大手自動車メーカーの内定を蹴ってプロ入り 4年目の大躍進を遂げたヤクルト・丸山翔大は「あの時の決断について話すはまだ早い」 (4ページ目)
そして丸山は「自分でいいものをつかんだのって、8月の終わりくらいからなんです」と話した。手応えを感じた試合について聞くと、少し考えてから答えた。

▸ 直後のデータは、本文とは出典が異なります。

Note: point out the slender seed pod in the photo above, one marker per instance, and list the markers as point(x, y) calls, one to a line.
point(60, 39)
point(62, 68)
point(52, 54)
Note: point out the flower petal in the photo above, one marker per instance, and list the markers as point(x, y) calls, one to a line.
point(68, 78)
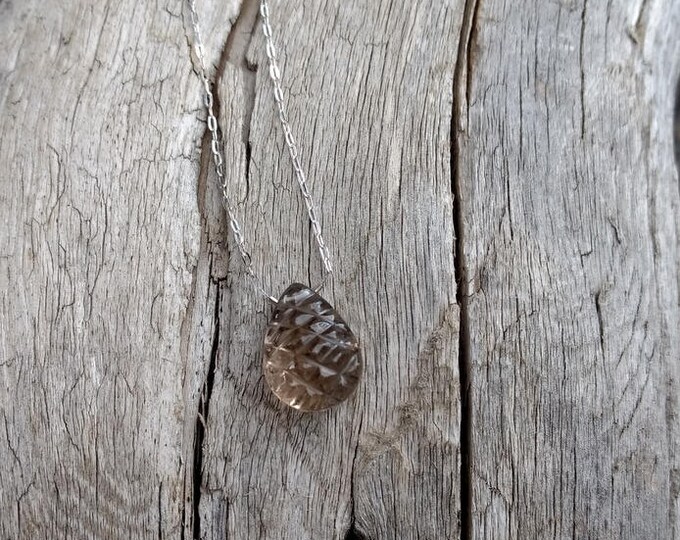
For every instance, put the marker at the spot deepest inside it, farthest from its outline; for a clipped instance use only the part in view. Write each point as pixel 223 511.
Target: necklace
pixel 312 360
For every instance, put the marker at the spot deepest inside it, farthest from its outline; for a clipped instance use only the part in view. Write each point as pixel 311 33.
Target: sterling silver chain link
pixel 217 153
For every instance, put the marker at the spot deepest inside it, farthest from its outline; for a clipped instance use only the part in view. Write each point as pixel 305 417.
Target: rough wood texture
pixel 132 401
pixel 569 212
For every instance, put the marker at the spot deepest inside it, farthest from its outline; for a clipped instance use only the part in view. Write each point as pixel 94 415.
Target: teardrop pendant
pixel 312 360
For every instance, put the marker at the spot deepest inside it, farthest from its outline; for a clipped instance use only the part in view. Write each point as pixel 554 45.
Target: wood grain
pixel 570 242
pixel 369 89
pixel 521 150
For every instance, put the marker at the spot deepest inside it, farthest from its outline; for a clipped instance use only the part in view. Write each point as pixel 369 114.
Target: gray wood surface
pixel 523 151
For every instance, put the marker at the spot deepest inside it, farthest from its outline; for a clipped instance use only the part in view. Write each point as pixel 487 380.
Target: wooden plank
pixel 98 263
pixel 369 90
pixel 570 244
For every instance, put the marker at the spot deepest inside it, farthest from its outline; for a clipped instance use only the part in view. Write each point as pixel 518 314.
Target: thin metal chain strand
pixel 275 75
pixel 216 150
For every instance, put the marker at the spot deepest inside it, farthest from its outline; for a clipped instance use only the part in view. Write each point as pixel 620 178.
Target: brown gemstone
pixel 312 359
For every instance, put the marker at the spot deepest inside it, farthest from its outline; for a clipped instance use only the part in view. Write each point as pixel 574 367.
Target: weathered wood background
pixel 498 188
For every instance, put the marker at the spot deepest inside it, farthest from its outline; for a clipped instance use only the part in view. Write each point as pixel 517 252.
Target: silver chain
pixel 216 148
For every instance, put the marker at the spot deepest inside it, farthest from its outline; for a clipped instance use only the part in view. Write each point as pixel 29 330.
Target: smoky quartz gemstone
pixel 312 360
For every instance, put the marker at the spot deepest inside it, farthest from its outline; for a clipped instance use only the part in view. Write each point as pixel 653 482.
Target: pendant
pixel 312 360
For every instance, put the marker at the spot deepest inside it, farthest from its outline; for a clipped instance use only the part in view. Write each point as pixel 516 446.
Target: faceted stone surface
pixel 312 359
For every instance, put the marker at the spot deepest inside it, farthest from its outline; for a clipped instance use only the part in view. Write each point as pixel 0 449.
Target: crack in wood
pixel 676 128
pixel 201 417
pixel 462 76
pixel 234 52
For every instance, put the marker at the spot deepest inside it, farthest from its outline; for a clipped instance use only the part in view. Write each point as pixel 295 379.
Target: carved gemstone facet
pixel 312 359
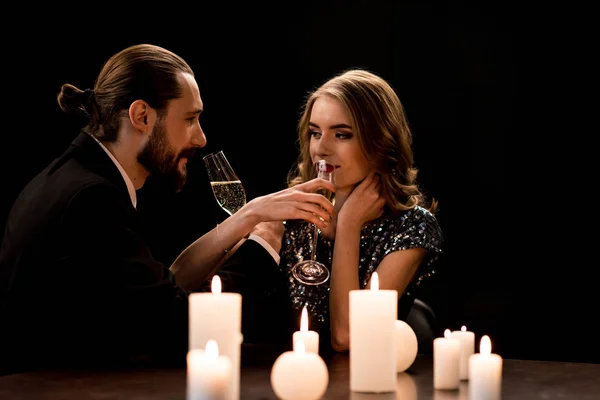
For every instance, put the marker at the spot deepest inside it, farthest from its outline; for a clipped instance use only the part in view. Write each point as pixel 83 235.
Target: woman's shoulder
pixel 417 225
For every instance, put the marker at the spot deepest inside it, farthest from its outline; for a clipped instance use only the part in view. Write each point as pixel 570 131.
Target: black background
pixel 452 66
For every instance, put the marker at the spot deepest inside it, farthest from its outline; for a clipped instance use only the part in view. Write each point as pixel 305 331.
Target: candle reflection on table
pixel 460 394
pixel 406 389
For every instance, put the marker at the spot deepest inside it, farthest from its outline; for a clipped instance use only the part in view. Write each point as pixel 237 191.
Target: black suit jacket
pixel 78 284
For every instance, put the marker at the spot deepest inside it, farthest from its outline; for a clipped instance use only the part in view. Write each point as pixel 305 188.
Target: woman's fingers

「それこそ、甲子園で高梨(裕稔)さんが先発した9月15日の阪神戦ですかね。高梨さんのあとを受けて8回から投げたのですが、真っすぐ、スライダー、カーブでストライクが取れず、フォークだけは大丈夫だったんです。キャッチャーは(内山)壮真で『入らないもんは仕方ないですよね。腹くくってフォークで勝負しましょう』と。自分のなかでは真っすぐも投げたほうがいいかなと迷いはありましたが、『わかった』と」
結果は四球をひとつ出したが、「何とか粘ることができた」と無失点に抑えた。
「今年投げたなかで一番悪い日でしたが、そのなかでどうやってバッターと勝負するのか。悪くてもこういう抑え方ができる、こういう考え方もあるんだという発見があったというか......そういう試合になりました」
すばらしい数字で今シーズンを終えたが、満足度について尋ねると「全然ですね」と言った。

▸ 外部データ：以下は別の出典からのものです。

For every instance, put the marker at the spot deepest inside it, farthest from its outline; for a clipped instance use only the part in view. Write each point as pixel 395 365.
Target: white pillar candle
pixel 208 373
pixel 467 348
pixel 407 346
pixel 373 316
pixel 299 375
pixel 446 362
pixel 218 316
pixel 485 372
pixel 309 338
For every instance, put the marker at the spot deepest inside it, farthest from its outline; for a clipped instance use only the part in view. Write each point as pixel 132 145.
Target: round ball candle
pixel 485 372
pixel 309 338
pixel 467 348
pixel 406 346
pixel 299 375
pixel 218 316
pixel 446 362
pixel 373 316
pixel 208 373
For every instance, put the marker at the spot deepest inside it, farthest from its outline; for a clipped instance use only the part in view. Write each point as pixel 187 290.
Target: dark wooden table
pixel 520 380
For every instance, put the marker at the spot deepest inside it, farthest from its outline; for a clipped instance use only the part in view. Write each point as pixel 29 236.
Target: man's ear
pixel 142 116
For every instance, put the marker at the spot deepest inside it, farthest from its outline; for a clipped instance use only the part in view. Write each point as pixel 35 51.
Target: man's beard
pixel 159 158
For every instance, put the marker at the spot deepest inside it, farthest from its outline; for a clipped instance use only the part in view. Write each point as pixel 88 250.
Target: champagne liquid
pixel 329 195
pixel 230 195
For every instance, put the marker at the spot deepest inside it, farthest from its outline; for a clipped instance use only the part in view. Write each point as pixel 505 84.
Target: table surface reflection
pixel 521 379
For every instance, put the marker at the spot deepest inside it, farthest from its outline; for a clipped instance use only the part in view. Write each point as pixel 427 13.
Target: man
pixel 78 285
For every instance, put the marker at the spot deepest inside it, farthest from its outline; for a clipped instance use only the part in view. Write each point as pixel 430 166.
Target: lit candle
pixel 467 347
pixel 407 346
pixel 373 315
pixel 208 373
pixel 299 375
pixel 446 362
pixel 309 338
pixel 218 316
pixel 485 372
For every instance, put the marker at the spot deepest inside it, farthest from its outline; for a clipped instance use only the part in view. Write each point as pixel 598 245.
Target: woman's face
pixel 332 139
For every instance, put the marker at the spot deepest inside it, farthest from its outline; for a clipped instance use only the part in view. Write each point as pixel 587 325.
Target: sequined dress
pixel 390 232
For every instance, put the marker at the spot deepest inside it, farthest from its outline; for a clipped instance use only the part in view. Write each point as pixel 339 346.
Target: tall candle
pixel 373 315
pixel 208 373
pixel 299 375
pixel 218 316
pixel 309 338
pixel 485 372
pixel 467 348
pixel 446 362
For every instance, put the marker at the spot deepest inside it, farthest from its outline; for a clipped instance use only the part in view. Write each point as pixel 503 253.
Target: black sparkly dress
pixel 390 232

「シーズン前に立てた目標、開幕一軍をつかみ取って、シーズンを投げきり、55試合に登板する......この目標を何ひとつ達成できなかった。ただ後半に入って、試合前の体の準備もそうですが、考え方の準備も『これだな』というのがはっきりしてきたので、そこはいい結果につながりました。考え方の準備の内容については内緒です(笑)」
【大手メーカーの内定を蹴ってプロ入りした過去】
今年果たせなかった目標は来年へ持ち越しとなったが、そのためにも開幕一軍は大前提だ。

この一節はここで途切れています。